Yes and no.
Yes without termination and other signal quality considerations, see above.
With signal quality considerations, you are still limited by the round-trip distance delaying returning data (MISO). Data is set up on one clock edge and sampled on the other, so you have a half cycle limit. Example, at 10MHz, velocity factor 0.67 (regular coax), the limit is 10 meters. (At slower rates, you probably have some more signal quality considerations -- due to losses in the long line. At 100m, you may want a regenerator (buffer) in the middle.)
No with considerations: SPI can be extended arbitrarily, by driving a transmission line (using coax for single-ended transmission, or e.g. RS-422 transmitters and receivers for twisted pair), and inserting a regenerator and synchronizer periodically.

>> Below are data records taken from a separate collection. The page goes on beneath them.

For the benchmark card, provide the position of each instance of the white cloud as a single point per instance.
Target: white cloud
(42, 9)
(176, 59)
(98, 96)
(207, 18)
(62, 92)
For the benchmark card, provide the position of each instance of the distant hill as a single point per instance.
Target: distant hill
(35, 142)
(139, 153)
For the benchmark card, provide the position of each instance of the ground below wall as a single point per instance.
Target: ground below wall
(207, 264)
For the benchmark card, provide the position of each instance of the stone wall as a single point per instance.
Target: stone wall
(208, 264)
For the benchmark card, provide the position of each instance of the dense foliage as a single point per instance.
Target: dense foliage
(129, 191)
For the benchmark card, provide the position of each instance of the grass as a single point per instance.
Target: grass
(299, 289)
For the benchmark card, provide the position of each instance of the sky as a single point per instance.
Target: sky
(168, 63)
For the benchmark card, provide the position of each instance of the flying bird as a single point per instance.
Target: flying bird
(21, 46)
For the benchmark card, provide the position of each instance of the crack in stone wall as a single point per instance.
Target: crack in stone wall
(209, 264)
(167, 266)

Note that RS-422 can be used seamlessly as a cable signaling standard, with big wins for signal quality. Expect to pick up many volts of interference on a long cable run. RS-422 receivers have over 7V of common mode range, whereas straight logic has hardly a volt of noise immunity.
Hmm, a synchronizer should still incur a cycle delay, lest it imply violating the speed of light. You get a half cycle of allowance built in, but beyond that... Eh, I'd have to draw a diagram to see what's missing.

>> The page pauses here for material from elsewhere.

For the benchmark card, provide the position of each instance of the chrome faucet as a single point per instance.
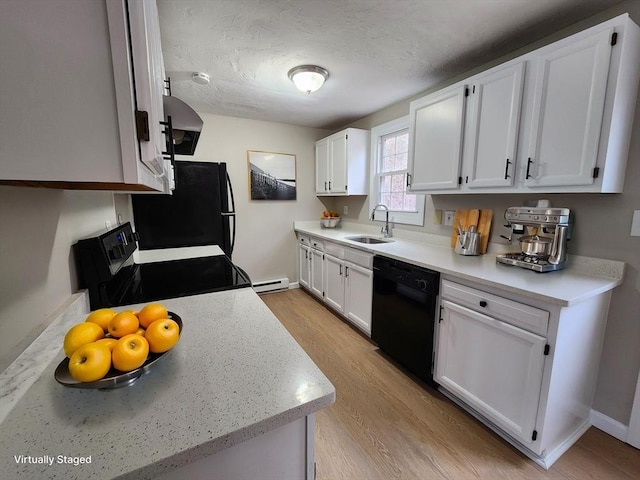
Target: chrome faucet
(386, 231)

In any case, whatever delay MISO has at the end, you need to account for that on the receiver. You may want to build a custom receiver (i.e., just a 74HC595) with delayed clock action to recover the data properly. Then you'd be reading data back from a GPIO port, rather than the SPI register. Small change, on most platforms, I think.
As you can see, "possible" isn't necessarily "practical". You're better off with a proper long-distance standard over, say, tens of meters. For embedded stuff, if it doesn't need to go fast, asynchronous serial is fine (particularly over RS-485, very popular in industry). CANbus is great, very reliable (error checking and recovery is baked into the hardware). Ethernet is powerful, though it has a lot of overhead; much of that is provided in hardware on the more powerful MCUs, which have more than enough power to handle the higher level protocols as well.